The result of an expression is a list of rules.

.. class:: RCExpUnion

    When evaluated, return the union of the result of the sub-expressions.

.. class:: RCExpBind

    Return the singleton list with the rule :math:`(\emptyset, \emptyset, G)` for the given graph :math:`G`.

.. class:: RCExpId

    Return the singleton list with the rule :math:`(G, G, G)` for the given graph :math:`G`.

.. class:: RCExpUnbind

    Return the singleton list with the rule :math:`(G, \emptyset, \emptyset)` for the given graph :math:`G`.

.. class:: RCExpExp

    The base class for the composition of two rule :math:`(L_1, K_1, R_1)` and :math:`(L_2, K_2, R_2)`.

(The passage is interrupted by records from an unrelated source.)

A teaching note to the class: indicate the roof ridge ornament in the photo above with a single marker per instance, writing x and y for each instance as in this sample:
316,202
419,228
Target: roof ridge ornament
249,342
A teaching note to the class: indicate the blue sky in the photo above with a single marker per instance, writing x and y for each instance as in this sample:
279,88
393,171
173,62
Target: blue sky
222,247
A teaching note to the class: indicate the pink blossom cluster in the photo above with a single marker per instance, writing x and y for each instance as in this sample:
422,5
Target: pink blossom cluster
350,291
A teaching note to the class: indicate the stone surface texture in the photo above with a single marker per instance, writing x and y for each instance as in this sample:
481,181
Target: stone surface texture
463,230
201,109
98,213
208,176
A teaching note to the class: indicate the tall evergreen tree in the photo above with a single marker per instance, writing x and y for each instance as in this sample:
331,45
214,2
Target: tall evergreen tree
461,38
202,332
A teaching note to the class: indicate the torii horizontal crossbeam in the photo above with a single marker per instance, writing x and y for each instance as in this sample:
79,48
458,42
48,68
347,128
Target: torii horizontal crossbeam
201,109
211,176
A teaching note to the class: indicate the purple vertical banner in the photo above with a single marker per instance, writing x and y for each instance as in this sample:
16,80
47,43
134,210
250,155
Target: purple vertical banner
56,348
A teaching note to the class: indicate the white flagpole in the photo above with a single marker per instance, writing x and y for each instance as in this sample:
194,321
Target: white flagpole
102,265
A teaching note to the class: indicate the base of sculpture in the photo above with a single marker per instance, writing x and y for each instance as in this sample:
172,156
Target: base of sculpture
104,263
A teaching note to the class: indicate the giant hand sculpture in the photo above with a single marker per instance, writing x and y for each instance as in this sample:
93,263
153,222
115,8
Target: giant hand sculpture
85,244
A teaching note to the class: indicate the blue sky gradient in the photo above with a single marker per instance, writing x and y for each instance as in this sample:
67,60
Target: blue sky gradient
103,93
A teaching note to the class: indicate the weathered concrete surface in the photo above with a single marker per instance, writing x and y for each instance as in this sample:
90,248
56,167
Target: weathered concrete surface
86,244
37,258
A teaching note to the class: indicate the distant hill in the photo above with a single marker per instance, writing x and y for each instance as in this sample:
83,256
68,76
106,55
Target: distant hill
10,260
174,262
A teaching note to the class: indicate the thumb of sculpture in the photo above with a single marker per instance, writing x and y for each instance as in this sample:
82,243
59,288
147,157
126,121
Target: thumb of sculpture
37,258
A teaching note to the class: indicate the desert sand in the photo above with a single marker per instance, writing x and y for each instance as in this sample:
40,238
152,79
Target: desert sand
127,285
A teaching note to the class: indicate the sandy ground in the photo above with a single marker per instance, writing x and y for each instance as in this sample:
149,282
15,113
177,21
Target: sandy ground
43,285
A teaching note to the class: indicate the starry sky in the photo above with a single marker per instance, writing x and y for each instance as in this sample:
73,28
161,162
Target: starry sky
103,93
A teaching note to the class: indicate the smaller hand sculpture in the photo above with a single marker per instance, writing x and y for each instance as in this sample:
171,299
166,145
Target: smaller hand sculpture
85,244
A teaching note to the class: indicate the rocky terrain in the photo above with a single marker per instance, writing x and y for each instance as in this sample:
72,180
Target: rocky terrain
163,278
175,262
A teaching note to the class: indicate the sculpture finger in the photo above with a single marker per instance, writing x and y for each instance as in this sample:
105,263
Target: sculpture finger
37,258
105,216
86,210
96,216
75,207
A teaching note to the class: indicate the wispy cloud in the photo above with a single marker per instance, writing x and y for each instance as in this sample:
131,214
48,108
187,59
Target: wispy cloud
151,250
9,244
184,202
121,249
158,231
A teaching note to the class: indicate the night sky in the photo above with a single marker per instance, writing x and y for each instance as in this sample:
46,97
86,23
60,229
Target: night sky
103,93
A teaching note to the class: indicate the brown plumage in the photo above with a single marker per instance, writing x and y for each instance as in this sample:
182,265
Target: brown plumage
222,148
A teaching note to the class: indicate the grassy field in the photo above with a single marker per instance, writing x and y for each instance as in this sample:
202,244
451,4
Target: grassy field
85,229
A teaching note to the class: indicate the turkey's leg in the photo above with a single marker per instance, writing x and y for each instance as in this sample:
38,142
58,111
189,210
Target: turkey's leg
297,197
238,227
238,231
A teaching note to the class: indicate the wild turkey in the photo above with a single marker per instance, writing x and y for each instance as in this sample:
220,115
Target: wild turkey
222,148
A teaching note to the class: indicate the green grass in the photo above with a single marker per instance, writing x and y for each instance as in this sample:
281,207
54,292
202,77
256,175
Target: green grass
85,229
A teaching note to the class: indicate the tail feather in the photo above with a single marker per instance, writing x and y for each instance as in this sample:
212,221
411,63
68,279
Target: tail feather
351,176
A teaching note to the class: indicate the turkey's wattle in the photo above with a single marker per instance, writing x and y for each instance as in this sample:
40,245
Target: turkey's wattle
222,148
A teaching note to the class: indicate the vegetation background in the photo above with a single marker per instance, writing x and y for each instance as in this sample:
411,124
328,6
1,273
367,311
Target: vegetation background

.. class:: RCExpComposeCommon

    Compose the rules by all common subgraphs of :math:`R_1` and :math:`L_2`,
    possibly limited to connected subgraphs or to the subgraphs of maximum size.
    By default the empty overlap is not considered, but can be enabled to be.

.. class:: RCExpComposeParallel

    Compose the rules by all common subgraphs of :math:`R_1` and :math:`L_2`,
    possibly limited to connected subgraphs or to the subgraphs of maximum size.

.. class:: RCExpComposeSub

    Compose the rules by the empty graph, i.e., create a rule representing the parallel application of two input rules.

.. class:: RCExpComposeSuper

    Compose the rules such that overlapping connected components of :math:`R_1` and :math:`L_2` have the :math:`L_2` component as a subgraph of :math:`R_1`.
    The overlap is `partial` if not every connected component of :math:`L_2` is participating in the common subgraph.